É nesse sentido também, que “o tiro pode sair pela culatra” para Flávio, diz o professor Dawisson.
“Pode-se cogitar que a iniciativa vá alvejar pessoas ligadas à política, além de políticos profissionais, que mantenham interações com o PCC e o CV. Isso já tem vindo à tona nos últimos tempos. Já se sabe de algumas relações envolvendo a turma da Faria Lima, os investidores e os bancos com o crime organizado. Quem propôs essa medida pode estar jogando contra si.”
Essas figuras, que em sua maioria apoiam a pré-candidatura do senador à Presidência, diz o professor, “se forem atingidas podem se voltar contra ele, porque são pessoas com muito dinheiro e influência para mexer nas alavancas do sistema político brasileiro”.
Neste sentido, o próprio Flávio Bolsonaro também pode ser atingido, pois, por exemplo, já fez campanha ao lado de TH Joias (MDB), eleito deputado estadual do Rio de Janeiro, mas preso por tráfico de drogas e participação no CV. O pré-candidato a presidente também tem neste currículo, manifestações ao lado do ex-presidente da Alerj, Rodrigo Bacelar (União Brasil), outro preso por envolvimento com a mesma facção criminosa.
A visão do professor de política internacional da UFMG encontra amparo em investigações conduzidas por autoridades como a Receita Federal, a Polícia Federal e o Ministério Público.
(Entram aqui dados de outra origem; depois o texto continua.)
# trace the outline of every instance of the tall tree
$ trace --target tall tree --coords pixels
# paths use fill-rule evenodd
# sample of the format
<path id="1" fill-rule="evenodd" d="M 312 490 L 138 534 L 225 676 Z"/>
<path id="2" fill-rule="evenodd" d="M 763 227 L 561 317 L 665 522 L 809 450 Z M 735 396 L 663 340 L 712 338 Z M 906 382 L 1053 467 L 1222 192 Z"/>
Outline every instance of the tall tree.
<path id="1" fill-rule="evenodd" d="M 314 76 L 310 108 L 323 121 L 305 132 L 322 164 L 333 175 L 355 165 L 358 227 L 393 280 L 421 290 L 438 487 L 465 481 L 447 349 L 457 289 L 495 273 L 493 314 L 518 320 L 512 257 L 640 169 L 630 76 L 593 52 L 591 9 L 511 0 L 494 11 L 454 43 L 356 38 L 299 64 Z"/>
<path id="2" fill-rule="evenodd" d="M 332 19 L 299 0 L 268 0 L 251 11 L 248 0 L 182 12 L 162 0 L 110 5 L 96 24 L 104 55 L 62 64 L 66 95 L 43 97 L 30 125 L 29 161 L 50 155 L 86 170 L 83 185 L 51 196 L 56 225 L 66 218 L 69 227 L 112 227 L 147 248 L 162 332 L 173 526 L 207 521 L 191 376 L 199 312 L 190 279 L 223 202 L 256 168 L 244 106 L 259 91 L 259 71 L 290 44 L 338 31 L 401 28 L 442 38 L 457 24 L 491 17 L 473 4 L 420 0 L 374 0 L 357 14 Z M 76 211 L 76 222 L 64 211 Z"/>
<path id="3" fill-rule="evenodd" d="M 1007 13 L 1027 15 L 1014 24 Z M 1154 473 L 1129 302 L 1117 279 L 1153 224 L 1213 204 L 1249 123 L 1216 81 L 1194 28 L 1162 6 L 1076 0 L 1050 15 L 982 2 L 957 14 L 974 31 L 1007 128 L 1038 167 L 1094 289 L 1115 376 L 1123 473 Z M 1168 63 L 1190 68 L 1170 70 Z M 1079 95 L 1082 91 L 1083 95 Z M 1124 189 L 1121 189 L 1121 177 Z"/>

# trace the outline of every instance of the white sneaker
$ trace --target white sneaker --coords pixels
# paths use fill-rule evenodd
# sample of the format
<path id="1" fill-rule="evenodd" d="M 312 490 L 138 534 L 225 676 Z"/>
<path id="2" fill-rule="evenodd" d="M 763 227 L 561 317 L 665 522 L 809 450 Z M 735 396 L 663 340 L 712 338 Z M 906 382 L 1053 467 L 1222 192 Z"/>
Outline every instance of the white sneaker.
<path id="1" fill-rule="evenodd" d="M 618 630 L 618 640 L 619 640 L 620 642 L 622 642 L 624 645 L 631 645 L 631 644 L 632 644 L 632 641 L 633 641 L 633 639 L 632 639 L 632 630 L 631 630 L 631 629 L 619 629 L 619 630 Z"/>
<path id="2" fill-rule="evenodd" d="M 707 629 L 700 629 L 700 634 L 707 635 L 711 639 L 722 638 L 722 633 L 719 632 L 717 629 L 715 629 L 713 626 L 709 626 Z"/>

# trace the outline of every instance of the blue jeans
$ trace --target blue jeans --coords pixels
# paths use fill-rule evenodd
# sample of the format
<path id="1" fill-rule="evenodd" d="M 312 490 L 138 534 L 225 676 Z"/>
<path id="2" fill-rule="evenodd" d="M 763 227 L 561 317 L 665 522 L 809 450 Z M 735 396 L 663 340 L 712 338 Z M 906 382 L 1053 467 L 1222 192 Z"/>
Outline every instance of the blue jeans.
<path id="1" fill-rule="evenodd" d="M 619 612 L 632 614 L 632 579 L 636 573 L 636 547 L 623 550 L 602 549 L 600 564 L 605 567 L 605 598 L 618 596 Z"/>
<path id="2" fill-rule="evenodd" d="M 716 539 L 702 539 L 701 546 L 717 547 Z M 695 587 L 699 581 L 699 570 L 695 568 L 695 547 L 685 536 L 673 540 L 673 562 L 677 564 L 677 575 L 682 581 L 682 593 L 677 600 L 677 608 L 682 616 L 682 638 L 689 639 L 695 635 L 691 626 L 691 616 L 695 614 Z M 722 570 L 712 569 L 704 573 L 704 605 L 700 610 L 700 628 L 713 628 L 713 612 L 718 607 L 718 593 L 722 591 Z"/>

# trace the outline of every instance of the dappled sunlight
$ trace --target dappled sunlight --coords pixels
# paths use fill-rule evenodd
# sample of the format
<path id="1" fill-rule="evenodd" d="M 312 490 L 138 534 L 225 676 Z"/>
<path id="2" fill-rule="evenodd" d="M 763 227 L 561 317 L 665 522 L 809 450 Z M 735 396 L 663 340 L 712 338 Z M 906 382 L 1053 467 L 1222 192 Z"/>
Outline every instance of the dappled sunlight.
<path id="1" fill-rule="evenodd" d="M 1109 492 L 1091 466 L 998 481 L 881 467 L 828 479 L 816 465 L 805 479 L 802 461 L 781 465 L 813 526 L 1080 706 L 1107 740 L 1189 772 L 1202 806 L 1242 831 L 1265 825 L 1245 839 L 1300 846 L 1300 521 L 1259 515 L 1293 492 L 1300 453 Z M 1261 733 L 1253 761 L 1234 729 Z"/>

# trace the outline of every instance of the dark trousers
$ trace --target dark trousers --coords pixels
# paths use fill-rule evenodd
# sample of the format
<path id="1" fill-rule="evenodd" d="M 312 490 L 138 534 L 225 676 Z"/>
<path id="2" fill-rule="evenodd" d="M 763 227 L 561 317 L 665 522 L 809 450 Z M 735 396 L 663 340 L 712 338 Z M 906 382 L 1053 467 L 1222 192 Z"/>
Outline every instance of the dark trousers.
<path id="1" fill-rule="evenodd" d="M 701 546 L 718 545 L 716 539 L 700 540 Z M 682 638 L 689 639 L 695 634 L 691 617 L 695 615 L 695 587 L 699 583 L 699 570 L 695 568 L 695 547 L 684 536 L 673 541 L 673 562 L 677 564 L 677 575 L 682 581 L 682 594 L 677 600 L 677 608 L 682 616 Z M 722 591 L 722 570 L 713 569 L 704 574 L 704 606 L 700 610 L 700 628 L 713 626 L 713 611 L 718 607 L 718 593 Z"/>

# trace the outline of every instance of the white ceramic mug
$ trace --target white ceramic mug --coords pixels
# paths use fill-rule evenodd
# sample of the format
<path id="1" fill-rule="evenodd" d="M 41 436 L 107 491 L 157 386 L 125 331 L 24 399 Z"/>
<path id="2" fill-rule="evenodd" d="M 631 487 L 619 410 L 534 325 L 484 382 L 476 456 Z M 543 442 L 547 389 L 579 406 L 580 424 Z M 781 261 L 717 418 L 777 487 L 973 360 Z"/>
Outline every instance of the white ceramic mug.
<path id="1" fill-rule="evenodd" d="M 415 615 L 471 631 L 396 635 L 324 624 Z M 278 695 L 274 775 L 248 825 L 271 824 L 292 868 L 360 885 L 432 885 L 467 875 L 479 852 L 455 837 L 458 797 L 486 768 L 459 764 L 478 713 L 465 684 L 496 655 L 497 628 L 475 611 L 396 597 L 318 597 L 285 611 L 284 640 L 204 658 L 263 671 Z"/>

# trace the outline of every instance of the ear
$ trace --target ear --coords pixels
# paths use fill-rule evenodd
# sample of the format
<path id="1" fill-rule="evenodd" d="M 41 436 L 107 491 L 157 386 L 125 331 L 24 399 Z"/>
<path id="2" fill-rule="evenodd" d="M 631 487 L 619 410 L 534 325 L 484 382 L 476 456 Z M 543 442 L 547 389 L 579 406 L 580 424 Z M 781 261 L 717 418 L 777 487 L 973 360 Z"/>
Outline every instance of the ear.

Essas três entidades deflagraram no ano passado a operação Carbono Oculto contra um esquema que se valia de fundos de investimentos e empresas financeiras que operam na Faria Lima para gerar, lavar, ocultar e blindar recursos da atuação do PCC no tráfico de drogas e no setor de combustíveis.
Ao todo, a estimativa da PF à época era de que o esquema tenha movimentado pelo menos R$ 52 bilhões entre 2020 e 2024.